Egret and crab

Saturday, February 20, 2021

Pearls from my friend Will

My doctor asked if anyone in my family suffered from mental illness.  I said, "No, we all seem to enjoy it." 

Telling a person to calm down is about the same as baptizing a cat.

I thought the dryer made my clothes shrink.  Turns out it was the refrigerator.

I thought growing old would take longer.

Went shopping while hungry – now I'm the proud owner of Aisle 6.  

Being an adult is the dumbest thing I have ever done.

I'm a multitasker.  I can listen, ignore and forget all at the same time!

Went to an antique show and people were bidding on me.

I won't say I'm worn out, but I don't get near the curb on trash day.

People who wonder if the glass is half empty or half full miss the point.  The glass is refillable.

Retired:  under new management.

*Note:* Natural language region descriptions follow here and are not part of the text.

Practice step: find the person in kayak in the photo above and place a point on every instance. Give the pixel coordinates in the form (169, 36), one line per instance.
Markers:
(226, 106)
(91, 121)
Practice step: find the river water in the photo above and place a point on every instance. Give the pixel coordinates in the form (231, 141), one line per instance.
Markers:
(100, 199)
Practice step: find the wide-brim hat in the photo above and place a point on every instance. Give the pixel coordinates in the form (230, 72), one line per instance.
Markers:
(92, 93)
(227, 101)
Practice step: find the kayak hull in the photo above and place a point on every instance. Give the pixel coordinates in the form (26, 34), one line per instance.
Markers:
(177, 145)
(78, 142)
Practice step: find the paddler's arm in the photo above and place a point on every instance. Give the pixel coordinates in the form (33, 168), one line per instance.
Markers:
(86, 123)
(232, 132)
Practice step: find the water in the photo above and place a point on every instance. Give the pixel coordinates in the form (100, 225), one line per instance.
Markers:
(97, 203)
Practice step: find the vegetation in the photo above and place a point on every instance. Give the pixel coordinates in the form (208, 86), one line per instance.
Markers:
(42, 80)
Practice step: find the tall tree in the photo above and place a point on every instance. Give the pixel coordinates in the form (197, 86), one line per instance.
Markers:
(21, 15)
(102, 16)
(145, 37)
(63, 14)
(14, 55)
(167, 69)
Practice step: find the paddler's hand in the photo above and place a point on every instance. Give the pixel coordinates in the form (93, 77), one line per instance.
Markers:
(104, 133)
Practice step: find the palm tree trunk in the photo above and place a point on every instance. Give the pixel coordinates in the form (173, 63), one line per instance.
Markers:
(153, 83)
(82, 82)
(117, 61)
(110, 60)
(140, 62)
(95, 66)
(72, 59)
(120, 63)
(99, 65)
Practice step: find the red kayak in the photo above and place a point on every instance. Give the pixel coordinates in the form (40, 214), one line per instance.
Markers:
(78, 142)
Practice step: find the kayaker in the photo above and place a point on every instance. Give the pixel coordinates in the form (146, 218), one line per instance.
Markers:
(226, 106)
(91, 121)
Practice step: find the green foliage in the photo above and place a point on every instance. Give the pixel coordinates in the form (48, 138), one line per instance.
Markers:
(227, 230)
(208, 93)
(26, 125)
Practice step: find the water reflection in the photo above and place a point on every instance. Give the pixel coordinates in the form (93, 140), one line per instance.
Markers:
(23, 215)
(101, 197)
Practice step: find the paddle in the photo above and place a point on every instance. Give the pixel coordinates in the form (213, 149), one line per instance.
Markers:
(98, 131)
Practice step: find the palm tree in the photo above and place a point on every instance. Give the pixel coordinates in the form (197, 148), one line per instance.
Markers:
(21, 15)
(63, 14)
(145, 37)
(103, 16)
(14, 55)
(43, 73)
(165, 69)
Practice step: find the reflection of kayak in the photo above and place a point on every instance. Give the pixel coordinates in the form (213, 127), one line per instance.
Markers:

See spouse for details.

When you can't find the sunshine  ...  be the sunshine.

I don't have grey hair.  I have wisdom-highlights.

I'm a nightmare dressed like a daydream.

Sometimes it takes me all day to get nothing done.

My heart says chocolate and wine, but my jeans say, please, please, please, eat a salad!

Hold on while I overthink this.

My spouse says I have two faults.   I don't listen and...something else.

Never laugh at your spouse's choices.  You are one of them.

"dammit I'm mad" is "dammit I'm mad" spelled backward. (You will have to work a bit for this to make sense)

One minute you're young and fun.  The next, you're turning down the car stereo to see better.

I'd grow my own food if only I could find bacon seeds.

Losing weight doesn't seem to be working for me, so from now on I'm going to concentrate on getting taller.


Sanoguy said...

I identify to a few of these.... not telling which ones!

Blue Heron said...

I like, turn the radio down, I can't see.